Mara Leveritt smashes that stroke right back at the governor with the case of Tim Howard, a former Death Row inmate convicted in a retrial by a jury that believed the sentence it reached qualified Howard for immediate release from prison. It did not.
She writes:
Illustrating the governor’s messagePrison is political. Imprisonment in Arkansas is out of control. Gov. Asa Hutchinson is trying to rein in the politics that are letting our prison rates cripple this state.
Good for him. We have guidelines for this part of government. Politics too often override them.
Here’s what the governor said Monday to the state’s Legislative Criminal Justice Oversight Task Force: “It’s my impression that our guidelines have little teeth, are weakly being followed and don’t carry the weight they should.”
That’s right. And so is this. “To me” he said, “you either need to abolish the sentencing guidelines and say we’re not going to have those, or give them some real meaning and teeth. That’s the way you correct the system at the beginning and to eliminate some of the disparities that we see in our sentencing.”
Our prisons burst with disparities. Eliminating them will take courage. Let’s see if the Arkansas Parole Board can heed the governor’s message with one matter currently before it.
Last month that board denied parole for Tim Howard, an inmate who has served the time required for him to be eligible for parole. The parole board’s written policy states that members must consider 13 factors in deciding whether to grant that parole. Howard has met or surpassed 12 of those 13 qualifications. His record as a prisoner has been perfect. His health—physical and mental—is good, despite more than a decade in solitary confinement on a conviction since overturned.
The board is supposed to consider his “participation in educational programs.” Those were not offered to him on death row. Nevertheless, Howard studied for and obtained his GED while there.
Guidelines also require the board to consider an inmates release plan. People who support Howard and who believe his longstanding claim of innocence presented the board letters assuring that, upon release, Howard would have a job, housing, and car provided.

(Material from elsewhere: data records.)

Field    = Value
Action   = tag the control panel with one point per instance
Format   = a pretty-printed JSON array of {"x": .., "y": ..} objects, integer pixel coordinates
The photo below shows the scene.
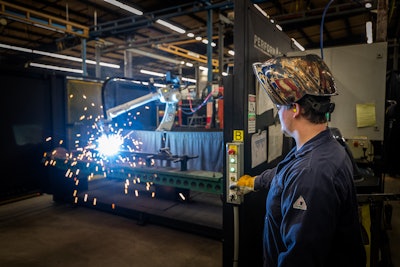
[{"x": 234, "y": 170}]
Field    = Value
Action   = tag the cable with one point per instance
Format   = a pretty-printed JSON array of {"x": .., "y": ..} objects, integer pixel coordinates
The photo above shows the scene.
[{"x": 321, "y": 34}]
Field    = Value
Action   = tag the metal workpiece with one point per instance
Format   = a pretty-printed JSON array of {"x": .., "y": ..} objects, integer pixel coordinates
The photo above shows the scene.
[{"x": 195, "y": 180}]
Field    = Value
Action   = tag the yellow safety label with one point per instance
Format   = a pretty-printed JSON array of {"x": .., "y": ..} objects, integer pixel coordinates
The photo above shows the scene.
[{"x": 238, "y": 135}]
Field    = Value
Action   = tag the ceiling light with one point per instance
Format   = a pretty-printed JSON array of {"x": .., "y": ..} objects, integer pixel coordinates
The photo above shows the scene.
[
  {"x": 152, "y": 73},
  {"x": 51, "y": 67},
  {"x": 171, "y": 26},
  {"x": 125, "y": 7},
  {"x": 368, "y": 29},
  {"x": 59, "y": 56}
]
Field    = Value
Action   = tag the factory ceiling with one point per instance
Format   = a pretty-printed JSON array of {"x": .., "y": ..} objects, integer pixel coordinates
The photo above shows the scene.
[{"x": 31, "y": 28}]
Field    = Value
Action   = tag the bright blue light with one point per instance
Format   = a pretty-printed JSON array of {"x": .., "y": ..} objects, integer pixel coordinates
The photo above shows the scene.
[{"x": 109, "y": 145}]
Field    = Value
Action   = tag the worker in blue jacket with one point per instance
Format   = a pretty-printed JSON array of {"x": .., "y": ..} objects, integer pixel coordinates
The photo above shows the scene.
[{"x": 311, "y": 214}]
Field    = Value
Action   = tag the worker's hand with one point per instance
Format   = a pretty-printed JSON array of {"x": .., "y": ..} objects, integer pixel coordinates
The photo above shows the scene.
[{"x": 245, "y": 183}]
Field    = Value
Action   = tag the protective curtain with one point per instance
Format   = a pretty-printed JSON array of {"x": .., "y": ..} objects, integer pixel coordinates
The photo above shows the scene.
[{"x": 208, "y": 146}]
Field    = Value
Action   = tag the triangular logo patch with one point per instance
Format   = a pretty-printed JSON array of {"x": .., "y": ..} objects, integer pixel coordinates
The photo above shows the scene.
[{"x": 300, "y": 204}]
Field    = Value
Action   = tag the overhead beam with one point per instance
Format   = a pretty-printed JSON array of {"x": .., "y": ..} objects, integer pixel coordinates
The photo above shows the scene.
[
  {"x": 185, "y": 53},
  {"x": 42, "y": 20}
]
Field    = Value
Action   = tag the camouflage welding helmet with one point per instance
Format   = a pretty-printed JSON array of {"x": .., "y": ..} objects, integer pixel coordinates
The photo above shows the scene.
[{"x": 287, "y": 79}]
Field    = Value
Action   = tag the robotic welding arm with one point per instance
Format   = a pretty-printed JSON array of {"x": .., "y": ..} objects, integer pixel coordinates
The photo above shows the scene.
[{"x": 169, "y": 95}]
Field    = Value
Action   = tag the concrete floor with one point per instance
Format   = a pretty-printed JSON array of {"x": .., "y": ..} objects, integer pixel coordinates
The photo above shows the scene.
[{"x": 40, "y": 232}]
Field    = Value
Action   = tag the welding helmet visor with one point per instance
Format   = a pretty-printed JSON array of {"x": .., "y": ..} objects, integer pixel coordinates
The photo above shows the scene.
[{"x": 287, "y": 79}]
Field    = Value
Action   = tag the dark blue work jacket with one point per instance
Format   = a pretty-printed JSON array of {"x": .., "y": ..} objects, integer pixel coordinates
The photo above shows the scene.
[{"x": 311, "y": 208}]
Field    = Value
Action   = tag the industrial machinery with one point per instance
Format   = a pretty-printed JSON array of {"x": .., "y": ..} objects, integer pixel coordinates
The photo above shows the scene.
[{"x": 152, "y": 175}]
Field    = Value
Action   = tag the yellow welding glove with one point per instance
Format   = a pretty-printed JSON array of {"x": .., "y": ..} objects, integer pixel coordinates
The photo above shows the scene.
[{"x": 246, "y": 181}]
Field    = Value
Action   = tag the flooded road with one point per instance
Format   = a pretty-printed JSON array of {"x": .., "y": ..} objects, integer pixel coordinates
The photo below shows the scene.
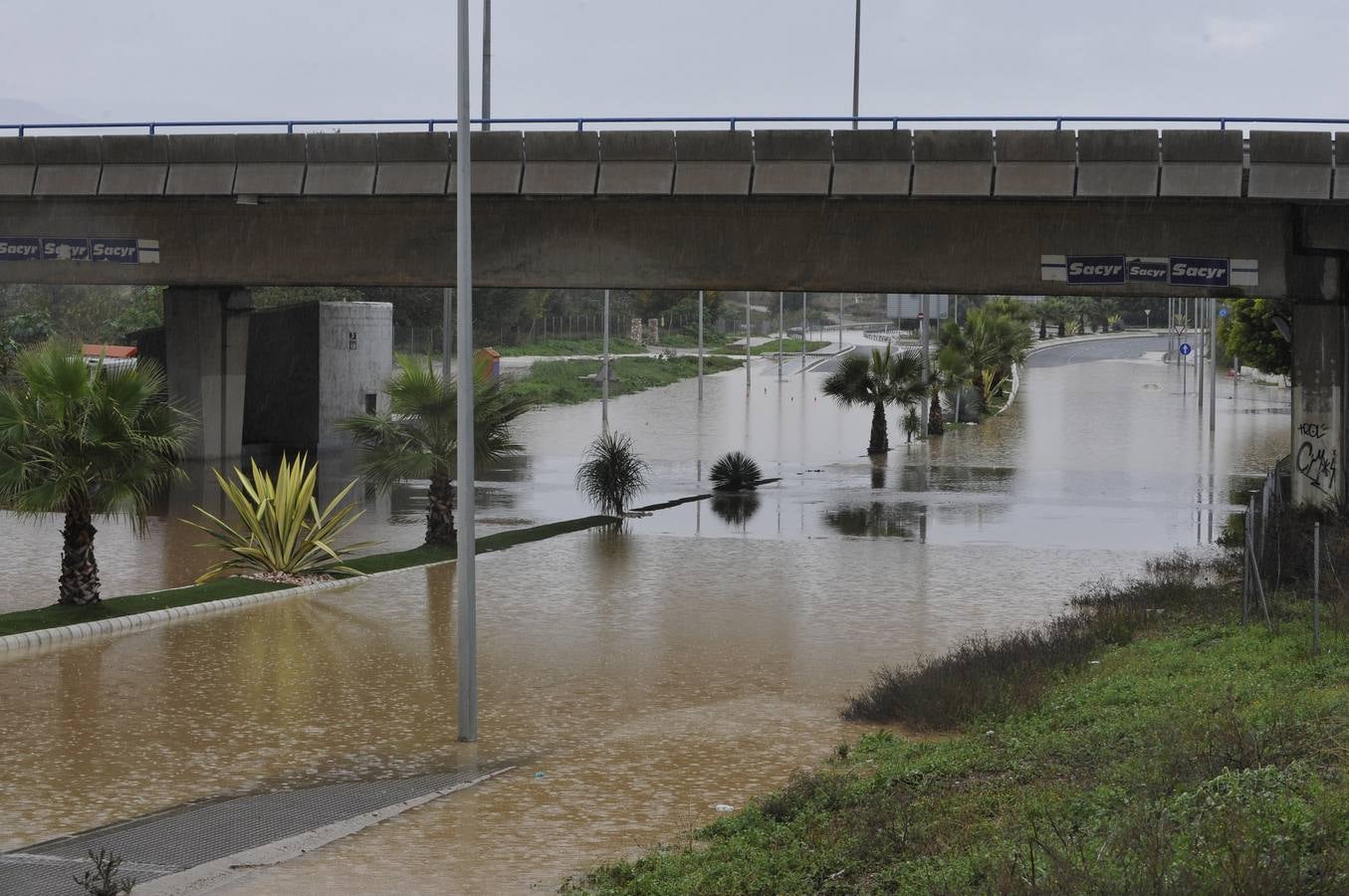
[{"x": 695, "y": 659}]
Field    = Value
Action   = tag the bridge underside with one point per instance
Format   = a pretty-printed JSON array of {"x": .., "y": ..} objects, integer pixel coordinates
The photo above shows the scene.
[
  {"x": 212, "y": 247},
  {"x": 972, "y": 246}
]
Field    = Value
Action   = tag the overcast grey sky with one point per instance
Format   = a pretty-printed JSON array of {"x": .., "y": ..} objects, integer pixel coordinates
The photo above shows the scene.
[{"x": 367, "y": 58}]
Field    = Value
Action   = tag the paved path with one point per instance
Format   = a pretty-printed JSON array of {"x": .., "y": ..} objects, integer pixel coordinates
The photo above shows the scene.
[{"x": 183, "y": 847}]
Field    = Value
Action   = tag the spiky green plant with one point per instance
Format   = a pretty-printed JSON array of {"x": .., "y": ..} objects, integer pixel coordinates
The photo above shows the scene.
[
  {"x": 734, "y": 471},
  {"x": 611, "y": 474},
  {"x": 87, "y": 441},
  {"x": 281, "y": 528},
  {"x": 418, "y": 437}
]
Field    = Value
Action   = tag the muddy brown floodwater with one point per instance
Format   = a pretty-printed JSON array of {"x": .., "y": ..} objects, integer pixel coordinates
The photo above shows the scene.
[{"x": 639, "y": 679}]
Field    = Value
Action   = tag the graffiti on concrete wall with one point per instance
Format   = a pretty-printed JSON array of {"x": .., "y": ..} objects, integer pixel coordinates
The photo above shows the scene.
[{"x": 1317, "y": 458}]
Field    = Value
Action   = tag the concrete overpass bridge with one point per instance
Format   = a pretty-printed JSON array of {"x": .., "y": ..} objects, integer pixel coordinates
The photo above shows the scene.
[{"x": 1043, "y": 209}]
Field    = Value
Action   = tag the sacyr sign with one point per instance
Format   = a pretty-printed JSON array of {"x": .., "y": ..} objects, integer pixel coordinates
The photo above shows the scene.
[
  {"x": 79, "y": 249},
  {"x": 1175, "y": 270}
]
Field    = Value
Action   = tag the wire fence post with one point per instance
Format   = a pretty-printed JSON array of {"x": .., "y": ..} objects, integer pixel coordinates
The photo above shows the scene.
[
  {"x": 1245, "y": 565},
  {"x": 1254, "y": 565},
  {"x": 1315, "y": 589}
]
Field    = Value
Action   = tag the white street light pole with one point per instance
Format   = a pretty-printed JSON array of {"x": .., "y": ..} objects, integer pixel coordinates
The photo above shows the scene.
[
  {"x": 780, "y": 336},
  {"x": 857, "y": 60},
  {"x": 746, "y": 341},
  {"x": 603, "y": 389},
  {"x": 1213, "y": 363},
  {"x": 487, "y": 65},
  {"x": 466, "y": 585},
  {"x": 700, "y": 344},
  {"x": 802, "y": 334}
]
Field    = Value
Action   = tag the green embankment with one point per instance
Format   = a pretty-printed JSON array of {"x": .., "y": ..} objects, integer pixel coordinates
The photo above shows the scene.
[
  {"x": 1202, "y": 758},
  {"x": 219, "y": 589},
  {"x": 561, "y": 382},
  {"x": 570, "y": 347}
]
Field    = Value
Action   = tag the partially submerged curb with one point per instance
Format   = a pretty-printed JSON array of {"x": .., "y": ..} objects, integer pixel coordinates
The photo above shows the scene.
[
  {"x": 151, "y": 618},
  {"x": 139, "y": 621}
]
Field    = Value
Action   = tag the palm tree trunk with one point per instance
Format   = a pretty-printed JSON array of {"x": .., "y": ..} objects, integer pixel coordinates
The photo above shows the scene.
[
  {"x": 880, "y": 439},
  {"x": 440, "y": 512},
  {"x": 79, "y": 568},
  {"x": 935, "y": 425}
]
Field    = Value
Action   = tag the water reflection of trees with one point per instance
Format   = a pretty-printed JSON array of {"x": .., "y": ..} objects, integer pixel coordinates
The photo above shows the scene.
[
  {"x": 736, "y": 511},
  {"x": 951, "y": 478},
  {"x": 880, "y": 520}
]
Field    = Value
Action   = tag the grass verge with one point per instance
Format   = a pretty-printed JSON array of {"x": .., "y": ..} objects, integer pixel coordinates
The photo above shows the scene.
[
  {"x": 221, "y": 588},
  {"x": 570, "y": 347},
  {"x": 789, "y": 347},
  {"x": 559, "y": 382},
  {"x": 1163, "y": 749},
  {"x": 679, "y": 338}
]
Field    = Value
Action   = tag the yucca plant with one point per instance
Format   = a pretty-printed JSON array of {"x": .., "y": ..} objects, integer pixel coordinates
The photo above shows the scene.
[
  {"x": 734, "y": 471},
  {"x": 611, "y": 474},
  {"x": 281, "y": 528}
]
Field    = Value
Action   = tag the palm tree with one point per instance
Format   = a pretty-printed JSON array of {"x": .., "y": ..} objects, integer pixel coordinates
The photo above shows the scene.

Few inmates seeking parole can hope for such support. Yet the board denied Howard. Why?
Because one of the 13 factors the board must consider is this: “Recommendations made by the judge, prosecuting attorney and sheriff of the county from which a person was sentenced, or other interested persons.”
The judge in Howard’s case wrote a letter to the parole board opposing his parole. At least one other “interested person” did too. Let us note that “the judge, prosecuting attorney and sheriff” are elected; that is, they hold political positions.
In denying Howard’s parole, the board ignored 12 of 13 factors it was required to consider. And the reason for that appears clear.
Hutchinson advised the task force to examine how many cases deviate from state guidelines and to look carefully at the reasons those guidelines were not followed. “That is foundational in making sure we do this right,” he said.
Tim Howard is but one prisoner in a prison system that is growing, contrary to trends in other states and despite alarm, such as the governor’s, about how much that relentless growth is costing Arkansans. So far, calls to curb that growth have not been heeded.
The governor is dead-right on this. Reducing the state’s prison population is “a dollar issue, as well as a human being issue.”
At present, dollars and human beings alike are being wasted because politics trump policy. That situation will continue until administrative bodies like the parole board start looking at and following their mandates, rather than catering to local politicians.